Tras escuchar las palabras del hombre vestido de negro, Li Zhoujun claramente se quedó atónito por un instante.
Cuando reaccionó, dijo con una expresión de disculpa:
—Perdón, es que ustedes dos se parecen demasiado.
—¡Nacimos del mismo vientre, claro que nos parecemos! —bufó Su Shenhua, luego fijó la mirada en Li Zhoujun y dijo—. Salvaste a mi hermanita. Dime, ¿cuál es tu deseo?
Li Zhoujun: “???”
—¿Píldoras o habilidades y técnicas divinas? —continuó preguntando Su Shenhua.
—No las necesito —respondió Li Zhoujun.
—¿Hmm? —Su Shenhua se quedó un momento desconcertado, luego soltó una risa—. Muchacho, eres bastante interesante, ¿sabes? ¿Te das cuenta de que cultivar no es nada fácil? ¡Las oportunidades deben aprovecharse y atesorarse!
—De verdad no las necesito —dijo Li Zhoujun con impotencia, mientras al mismo tiempo activaba su habilidad de División Cinco-Cinco, confirmando que este Su Shenhua tenía una cultivación de Dao Lord de Noveno Grado.
En ese momento, Li Zhoujun sintió curiosidad y preguntó:
—Eres un Dao Lord de Noveno Grado, entonces ¿por qué no actuaste cuando tu hermanita estaba en peligro?
—¿Crees que ese burro calvo se echó para atrás contigo sin razón alguna? —rió Su Shenhua—. Yo destruí su guarida vieja.
Li Zhoujun: “…”
De pronto, Su Shenhua frunció el ceño y miró a Li Zhoujun con una expresión escrutadora.

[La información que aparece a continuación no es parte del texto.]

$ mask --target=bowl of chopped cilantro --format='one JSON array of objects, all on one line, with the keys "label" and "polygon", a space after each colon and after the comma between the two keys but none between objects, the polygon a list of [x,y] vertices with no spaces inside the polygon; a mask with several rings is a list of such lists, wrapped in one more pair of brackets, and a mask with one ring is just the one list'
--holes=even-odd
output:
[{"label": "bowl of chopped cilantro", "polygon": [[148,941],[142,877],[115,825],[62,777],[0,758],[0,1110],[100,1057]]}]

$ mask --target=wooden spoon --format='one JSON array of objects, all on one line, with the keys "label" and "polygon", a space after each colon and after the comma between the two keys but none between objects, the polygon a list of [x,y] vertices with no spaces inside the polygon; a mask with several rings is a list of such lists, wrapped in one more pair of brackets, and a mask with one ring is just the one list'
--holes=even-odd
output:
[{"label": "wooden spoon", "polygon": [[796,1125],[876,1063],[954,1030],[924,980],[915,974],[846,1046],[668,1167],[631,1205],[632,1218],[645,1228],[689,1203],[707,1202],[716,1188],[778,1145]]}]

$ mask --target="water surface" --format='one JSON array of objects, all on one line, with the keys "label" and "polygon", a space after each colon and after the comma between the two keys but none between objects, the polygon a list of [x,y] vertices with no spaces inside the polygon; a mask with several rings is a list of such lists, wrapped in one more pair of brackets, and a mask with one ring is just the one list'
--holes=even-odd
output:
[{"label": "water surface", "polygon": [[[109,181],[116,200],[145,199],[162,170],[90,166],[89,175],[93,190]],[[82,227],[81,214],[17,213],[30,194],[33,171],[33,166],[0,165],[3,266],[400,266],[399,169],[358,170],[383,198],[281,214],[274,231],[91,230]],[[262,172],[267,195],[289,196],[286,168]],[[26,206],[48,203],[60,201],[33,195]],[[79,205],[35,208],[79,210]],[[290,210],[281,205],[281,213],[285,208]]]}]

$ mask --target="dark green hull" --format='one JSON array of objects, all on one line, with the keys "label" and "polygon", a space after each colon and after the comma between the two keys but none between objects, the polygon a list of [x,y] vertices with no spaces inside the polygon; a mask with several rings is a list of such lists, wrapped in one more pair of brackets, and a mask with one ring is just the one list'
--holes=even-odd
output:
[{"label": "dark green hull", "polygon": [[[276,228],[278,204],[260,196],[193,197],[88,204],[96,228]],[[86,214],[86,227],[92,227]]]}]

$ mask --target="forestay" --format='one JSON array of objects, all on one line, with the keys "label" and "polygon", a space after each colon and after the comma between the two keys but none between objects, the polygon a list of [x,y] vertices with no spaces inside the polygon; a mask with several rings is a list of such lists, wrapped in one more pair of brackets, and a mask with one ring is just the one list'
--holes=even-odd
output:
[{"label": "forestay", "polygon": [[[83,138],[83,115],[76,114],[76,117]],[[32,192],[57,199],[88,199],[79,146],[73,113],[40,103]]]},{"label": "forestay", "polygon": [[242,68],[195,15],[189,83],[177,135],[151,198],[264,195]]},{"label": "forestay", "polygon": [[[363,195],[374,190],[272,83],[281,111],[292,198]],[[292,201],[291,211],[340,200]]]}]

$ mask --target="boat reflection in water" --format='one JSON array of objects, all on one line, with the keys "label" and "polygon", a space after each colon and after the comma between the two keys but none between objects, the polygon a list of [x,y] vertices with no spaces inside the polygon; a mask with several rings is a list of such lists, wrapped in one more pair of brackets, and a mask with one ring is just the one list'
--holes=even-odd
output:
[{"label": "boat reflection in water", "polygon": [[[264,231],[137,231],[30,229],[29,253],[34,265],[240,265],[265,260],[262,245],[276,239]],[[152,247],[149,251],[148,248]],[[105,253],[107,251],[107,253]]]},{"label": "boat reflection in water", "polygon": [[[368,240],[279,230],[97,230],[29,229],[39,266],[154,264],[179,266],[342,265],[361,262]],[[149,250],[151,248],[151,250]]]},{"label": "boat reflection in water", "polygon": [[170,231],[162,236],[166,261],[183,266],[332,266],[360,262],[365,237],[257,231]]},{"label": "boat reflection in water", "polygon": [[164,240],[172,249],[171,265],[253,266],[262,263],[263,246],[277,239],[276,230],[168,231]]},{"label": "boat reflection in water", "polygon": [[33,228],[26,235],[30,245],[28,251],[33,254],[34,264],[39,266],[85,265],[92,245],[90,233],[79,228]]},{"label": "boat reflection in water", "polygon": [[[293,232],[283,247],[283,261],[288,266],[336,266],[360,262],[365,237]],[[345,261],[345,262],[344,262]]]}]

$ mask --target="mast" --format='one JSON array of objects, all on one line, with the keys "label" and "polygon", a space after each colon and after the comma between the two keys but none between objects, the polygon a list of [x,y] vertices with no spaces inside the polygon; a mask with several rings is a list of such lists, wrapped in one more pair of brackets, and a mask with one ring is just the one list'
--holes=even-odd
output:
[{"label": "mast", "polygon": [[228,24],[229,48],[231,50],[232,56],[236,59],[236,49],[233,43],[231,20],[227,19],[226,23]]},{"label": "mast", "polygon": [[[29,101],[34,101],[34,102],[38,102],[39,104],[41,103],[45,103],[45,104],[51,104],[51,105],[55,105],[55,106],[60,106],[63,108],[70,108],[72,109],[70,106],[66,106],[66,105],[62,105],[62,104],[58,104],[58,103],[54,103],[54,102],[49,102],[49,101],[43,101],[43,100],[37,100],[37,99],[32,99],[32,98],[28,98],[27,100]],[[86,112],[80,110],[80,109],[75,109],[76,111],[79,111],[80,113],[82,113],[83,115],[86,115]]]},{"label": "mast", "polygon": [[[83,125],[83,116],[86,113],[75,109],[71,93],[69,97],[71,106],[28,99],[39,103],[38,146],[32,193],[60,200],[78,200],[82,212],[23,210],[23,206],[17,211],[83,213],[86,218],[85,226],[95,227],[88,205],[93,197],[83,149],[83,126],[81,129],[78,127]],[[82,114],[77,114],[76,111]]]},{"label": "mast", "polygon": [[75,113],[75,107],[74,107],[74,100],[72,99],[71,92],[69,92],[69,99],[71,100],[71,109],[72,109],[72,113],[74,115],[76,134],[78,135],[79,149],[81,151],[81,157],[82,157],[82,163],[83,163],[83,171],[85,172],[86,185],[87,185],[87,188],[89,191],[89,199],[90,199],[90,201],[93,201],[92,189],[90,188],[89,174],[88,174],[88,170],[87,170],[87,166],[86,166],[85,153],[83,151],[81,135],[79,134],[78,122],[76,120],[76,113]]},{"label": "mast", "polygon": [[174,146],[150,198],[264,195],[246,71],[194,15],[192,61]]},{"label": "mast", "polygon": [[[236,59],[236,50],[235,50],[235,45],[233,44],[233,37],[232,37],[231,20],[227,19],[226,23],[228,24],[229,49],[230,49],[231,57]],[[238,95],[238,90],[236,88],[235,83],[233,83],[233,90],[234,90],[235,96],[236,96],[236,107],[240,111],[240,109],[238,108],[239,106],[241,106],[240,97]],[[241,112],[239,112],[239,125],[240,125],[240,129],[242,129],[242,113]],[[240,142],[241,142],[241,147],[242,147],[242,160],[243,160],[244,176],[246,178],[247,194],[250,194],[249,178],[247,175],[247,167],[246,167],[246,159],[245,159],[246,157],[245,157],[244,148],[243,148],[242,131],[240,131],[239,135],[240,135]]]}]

—Este no ha revelado nada de su aura de cultivación… ¿Cómo fue que viste a través de mi nivel? ¿Quién demonios eres tú exactamente?
—Solo soy un viajero de paso, recorriendo y haciendo turismo —dijo Li Zhoujun, extendiendo las manos.
Naturalmente, Su Shenhua no creyó las palabras de Li Zhoujun. Lo miró fijamente durante un buen rato antes de decir:
—Te lo advierto: si tienes intenciones contra mí, está bien. Pero si te atreves a tocar aunque sea un solo pelo de gato de mi hermanita, enfrentarás mi ira.
—No tengo ningún interés en ti, pero sí admiro bastante a tu hermanita —dijo Li Zhoujun.
—Admirarla está bien —asintió Su Shenhua con profunda aprobación—. Yo también la admiro. Pensar que, para devolver un favor, estaría dispuesta a renunciar a su libertad, adoptar la apariencia de un muerto y ponerse grilletes a sí misma.
—¿Y qué pasaría si los otros tres grandes academias descubren que el Wu Benxiong que tu hermanita está suplantando es falso? —preguntó Li Zhoujun con curiosidad en ese momento.
—Entonces mato a todos los de las otras tres grandes academias —dijo Su Shenhua con una sonrisa feroz.
Li Zhoujun: “…”
—Muy bien, muchacho. Ya que en aquel entonces no dudaste en proteger a mi hermanita, si en el futuro necesitas que alguien muera, puedes venir a buscarme. No soy bueno en muchas cosas, pero matar es mi especialidad. Ah, y no le digas a esa chica de mi existencia —dijo Su Shenhua, entregándole a Li Zhoujun un silbato hecho con un hueso de dedo.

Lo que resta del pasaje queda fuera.